Battaniyelik yapmaya geldim. Her günkü işim. Dik dik bakıyordu bana demin kocaman gözleriyle. Kocaman çünkü ağlamak. Mastarını çekmeye gerek kalmadan. Çeken çekmiş zaten ağlamaktan. Örümcekler bıktı artık çocukların yüreğini ağlamaktan. Sevgi terk etmiş. Karşımda tek örneği. Keşke tek örneği. Bakmaya devam. Baktığı anda gözünden kader fırlatan. Azot ve oksijen kaçıştı. Geceyim başka bir vasfım yok. Seni sarmaya geldim. Yat. Yattı. Üstünü örtmek için çabaladım. Küstüm otu. Figür cenin. Latince değil Türkçe. Kapladığı yer 1 m², sarmaya çalıştığım yer sonsuz metreçare. Yetmez. Sayılaşamam. Karşımdakinin gözleri trambolin. Baktıkça sekiyorum çaresizliğimle birlikte. Sonsuz bir döngü.

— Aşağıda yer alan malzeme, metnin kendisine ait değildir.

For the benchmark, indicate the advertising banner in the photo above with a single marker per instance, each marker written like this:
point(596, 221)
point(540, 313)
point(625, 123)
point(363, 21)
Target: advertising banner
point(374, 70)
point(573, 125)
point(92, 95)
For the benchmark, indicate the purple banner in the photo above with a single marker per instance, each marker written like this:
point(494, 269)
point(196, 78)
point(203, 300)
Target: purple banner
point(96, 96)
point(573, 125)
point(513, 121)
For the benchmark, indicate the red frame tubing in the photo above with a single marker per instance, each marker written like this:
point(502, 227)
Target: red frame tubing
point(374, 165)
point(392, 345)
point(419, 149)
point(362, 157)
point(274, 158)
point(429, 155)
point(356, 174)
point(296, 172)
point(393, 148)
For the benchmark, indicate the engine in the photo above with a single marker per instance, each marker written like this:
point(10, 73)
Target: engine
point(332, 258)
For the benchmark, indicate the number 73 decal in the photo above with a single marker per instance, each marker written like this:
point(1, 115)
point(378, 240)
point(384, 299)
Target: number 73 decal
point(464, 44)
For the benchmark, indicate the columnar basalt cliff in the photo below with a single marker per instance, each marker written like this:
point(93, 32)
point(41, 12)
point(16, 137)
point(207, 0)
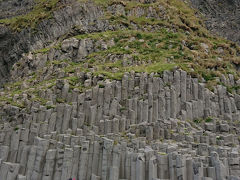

Dışa vurduğu çocuksu renklerin geceleşmesini seyrediyorum. Manzaranın tam içindeyim. Manzara buradan güzel değil. Fotoğrafı çekilmez. Kimse de bizi çekmez zaten bu saatte. Bu çocuğun tek turisti benim. Tek kişilik dünya turu. Dünyanın tanımı çocuklardır. Dipnota gerek yok. Asterisk bok yemiş. Asteriks oyuncağı çıkmış. Çocuk oyuncağı. Ama yok oyuncağı. Oyuncaklarını yiyor. Sindirim sistemi tanımlanmamış. Koder fabrika ayarlarından sonrasını girmemiş. O kalbine bir çizik atmış kader. Midesi bulanmış keder. Harfler sonra ne der. Harfler saldırır. Avcılık toplayıcılık döneminin esas şimdi yaşandığı çağımızda avladığımız topladığımız çocuklar ve bunlar için bir halta yaramadığım geceliğim giysem ne olacak sarsam ne olacak içimdeki akarlar çocuğu hasta eder mi yoksa çocuğun rüyalarına akarlar mı bize bakarlar mı bakmasalar da ben bakarım sana geceliğimi giydiririm hayallerini istikrarlaştırırım gözünün kapaklarının tam açılamadığını bilsem de kocaman bakışlarından sonra kapanana kadar geçen saymak istemediklerimde seninle beraber abaküslerdeki üşengeçliklerimi sayarız ya da kelimeyi üşügeç yaparız üşü geç sen de üşüngeç olursun düşüngeçlerime düşüngeçler düşünmeye mi yarar düşünüp geçmeye mi
Gündüzle randevum var yarın çocuk. Uyu. Karanlığı hurda bir eşya sanmıştın. Geri dönüştüm. Atık toplama kutusundan geri geldim ve sana sunduğum şeylere bir bak. İki denizin karışmadığı yer. Battaniyemin birleşip de seni saramadığı yer. Oradan azot ve oksijen kahkahaları. Devlet adamı sarayları. Tas kebapları. Tikellerin tiki var. Giren girene. Kapatamam. Girilmez alan. Girilmez mi aldın ama hayata da girilmez alabilirdin. Bunu sen seçmedin. Sardım sarabildiğim kadar. Orayı kapatamam. Silisyumla konuşmalı. Camlaşmak istemezse seni asker kamuflajsız masaların üstünde yanağını sürte sürte yakmalı dünyanın bütün kibrit çakmak zippo kamp yıldız balkon çadır ocak piramit ateşine haber verdim hepsi buraya hepsi senin suç benim çünkü seni üşüten benim üşügeç ve düşüngeç olmamızı isteyenlere olmayacağız dedim vurdumduymaz vurmadım yine kimse duymadı silisyum geldi ateşler geldi dünya ısınanlar buluşması yapıldı kravatlar takım elbiseleri ruganlar bakınca kendini görüyorsun parlak ama ayakkabı temizleyen çocukların bu gecede yeri yok kombinlerle bizimle değilsin jürilerin koltuklarındaki sıcak pamukların kaba etlerle reaksiyonundan ortaya hiroşima çıkması popom bombası vitrinde duygular değil kaba etler ve halk onayı kasap. Buluşma bitti. Isıtana kadar yıldızlarımı kaybettim. Her gün bu oluyor. Isıtana kadar buluşma bitiyor. Yıldızlar karnımı doyururdu. Kaybetmişsem o da kaybetti. Gaybetti. Belki de benim bilmediğim bir şeyler vardır. Bundan sonra benim adım gayb olsun.